We agree with the Reviewer that the inclusion of these suboptimal designs could be viewed as a potential limitation. We have explicitly addressed this point in our revised Limitations section of our manuscript to discuss the trade-off between maintaining high diversity and ensuring consistently high performance across all selected candidates. We appreciate the opportunity to clarify this aspect of our work.

  1. (DynAMO-Grad Performance and Normalization) Thank you for this comment. Regarding the performance of DynAMO-Grad, Grad. is a relatively weak backbone optimization method: a clear example is that the optimality gap of baseline CMA-ES, BO-qEI, and BO-qUCB all significantly ouperform that of baseline Grad. At its core, DynAMO is an objective-modifying algorithm and still relies on an underlying optimizer to optimize against the DynAMO-modified objective. If the optimizer is relatively weak, such as with Grad., then the best performance achievable with the method may still be subpar even though DynAMO-Grad. outperforms baseline Grad.

Regarding the normalization schema, the normalization results in a score of 100 if a design achieves an oracle score equal to ymaxy_{\text{max}}, the best score in the offline dataset. A score greater than 100, such as what we observe in the Molecule task, means that a design was proposed that was even better than the best design in the offline dataset. This is indeed the overarching motivation of offline MBO: to discover designs that are better than what we have ever seen previously in the offline dataset. We confirm that normalization was correctly applied (source code available in the Supplementary Material), and there were no inconsistencies in scaling or additional transformations performed.

We would be happy to answer any additional comments or questions. Thank you!

最终决定

Summary: The paper considers a new setup for offline optimization problems where the typical goal is to find designs maximizing an objective/property of interest using only a static offline dataset. The paper introduces a criterion for including diversity of generated designs as an explicit criterion in the offline optimization problem setup.
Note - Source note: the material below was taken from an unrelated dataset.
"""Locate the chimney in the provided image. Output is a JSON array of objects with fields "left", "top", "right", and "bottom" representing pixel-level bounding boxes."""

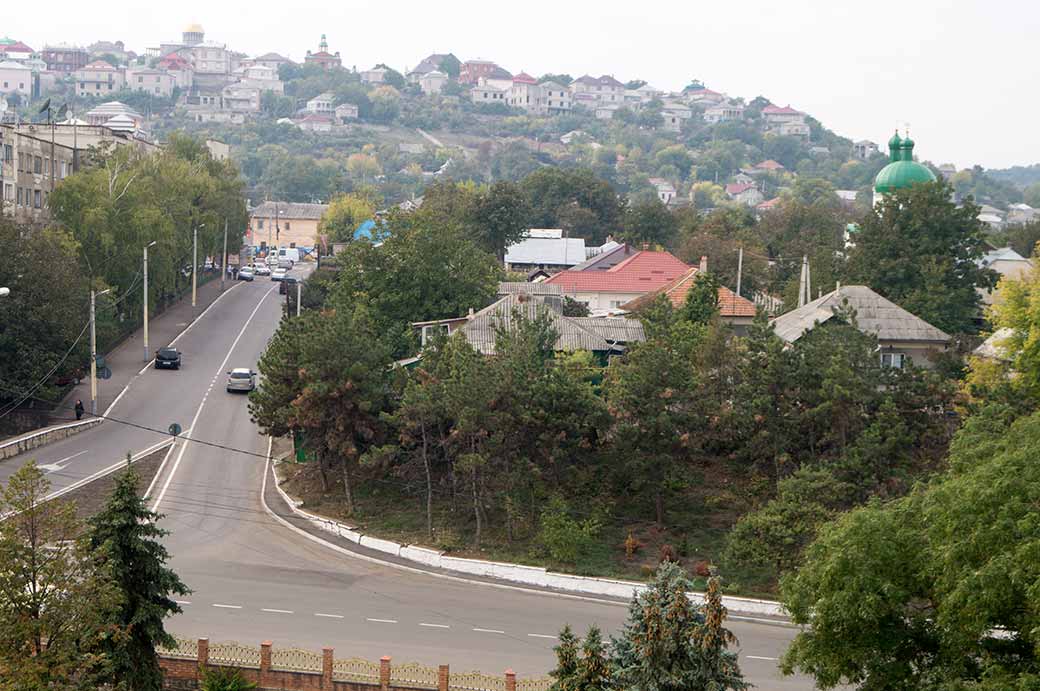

The key idea is to formulate adding diversity explicitly as a distribution matching problem, using a KL-divergence penalty to encourage the distribution of generated designs to match the offline dataset. Building on top of Yao et al, the paper incorporates an adversarial source critic constraint as well. The paper provides a theoretical analysis that leads to a tractable Lagrangian dual formulation for the overall constrained optimization objective.

The paper received mixed reviews. All reviewers recognized the importance of the problem setup. (Reviewers kDhU, scBu, sKFn) raised concern about the potential trade-off between diversity and quality, particularly highlighted by the Median@128 metric where the proposed method’s (DyNAMO) performance was a bit on the lower side. I found the author's rebuttal very convincing in addressing all the concerns. They acknowledged the diversity-quality trade-off and expanded the limitation section. Reviewer sKFn even increased their scores after the rebuttal.

Overall, I believe this paper tackles an important aspect relevant for offline optimization: generating a diverse set of high-quality solutions. The proposed DynAMO method is technically sound, combining ideas from distribution matching and adversarial learning. The empirical performance is solid and the authors share well-written code for reproducibility. Therefore, I recommend accepting the paper. However, I request the authors to include all the points discussed in the rebuttal period in the final camera-ready version, especially including all relevant baselines mentioned by reviewer kDhU and detailed description of hyperparameter tuning as mentioned by reviewer scBu.